Along with fish, you’ll find a wide range of foods fortified with Vitamin D. On your superfoods list, look for cereals, dairy milk, plant-based milk, and orange juice labeled as fortified with both Vitamin D and calcium. (Calcium, which you need year-round for bone protection, is also crucial for helping you absorb the Vitamin D).
Feel Your Oats
Everyone turns to zinc tablets at the first sign of a cold. But why not consume zinc more regularly, to prevent illness in the first place? Oatmeal is rich in the mineral. Not only does this hot cereal warm you up before facing the elements, it also provides complex carbs that won’t send you into a sugar crash mid-morning.
Savor Soup Season
Soup is on top of just about everyone’s list of cold weather comfort foods. Besides being inherently comforting, vegetable soup is chock-full of the nutrients you need to boost your immunity during cold and flu season. As a bonus, a broth-based soup provides extra hydration, which your wind-chapped cheeks and overworked organs will thank you for.

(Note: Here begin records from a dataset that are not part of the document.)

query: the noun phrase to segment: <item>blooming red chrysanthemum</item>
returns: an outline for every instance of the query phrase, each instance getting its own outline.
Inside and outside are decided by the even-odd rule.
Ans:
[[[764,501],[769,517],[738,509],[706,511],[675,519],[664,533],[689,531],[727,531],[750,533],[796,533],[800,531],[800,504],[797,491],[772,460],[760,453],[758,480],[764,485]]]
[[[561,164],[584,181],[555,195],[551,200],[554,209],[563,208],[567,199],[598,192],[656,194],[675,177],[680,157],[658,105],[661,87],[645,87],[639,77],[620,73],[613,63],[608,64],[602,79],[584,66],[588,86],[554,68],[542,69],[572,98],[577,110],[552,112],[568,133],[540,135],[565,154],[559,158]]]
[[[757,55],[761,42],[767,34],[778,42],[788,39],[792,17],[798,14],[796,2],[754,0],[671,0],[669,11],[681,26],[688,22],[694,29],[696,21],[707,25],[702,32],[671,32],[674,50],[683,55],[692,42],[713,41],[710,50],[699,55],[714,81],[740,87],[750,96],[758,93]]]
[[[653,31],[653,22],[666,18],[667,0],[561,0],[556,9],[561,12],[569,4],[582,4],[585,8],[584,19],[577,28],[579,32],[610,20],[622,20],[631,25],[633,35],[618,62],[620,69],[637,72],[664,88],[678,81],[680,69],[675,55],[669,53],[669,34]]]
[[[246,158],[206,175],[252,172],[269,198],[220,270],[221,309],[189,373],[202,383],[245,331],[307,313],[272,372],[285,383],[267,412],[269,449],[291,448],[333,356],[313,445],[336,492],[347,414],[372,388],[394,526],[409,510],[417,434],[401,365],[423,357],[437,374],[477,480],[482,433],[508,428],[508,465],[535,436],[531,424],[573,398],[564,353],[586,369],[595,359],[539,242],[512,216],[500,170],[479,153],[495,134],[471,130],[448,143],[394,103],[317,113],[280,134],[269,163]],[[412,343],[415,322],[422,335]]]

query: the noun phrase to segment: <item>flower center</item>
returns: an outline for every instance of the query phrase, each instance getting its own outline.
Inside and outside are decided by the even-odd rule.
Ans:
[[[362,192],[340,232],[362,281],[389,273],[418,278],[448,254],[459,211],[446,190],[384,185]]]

When you want something heartier, turn to root vegetables. They’re not just for the winter holiday table! Mashed sweet potatoes, roasted carrots, turnip puree are all great options. Whatever your favorite root veggies, your body will thank you for the extra fiber and vitamins, especially A and C. And don’t forget your beets! This root vegetable is especially high in Vitamin B6, which gives you extra energy for those wintertime “blahs.”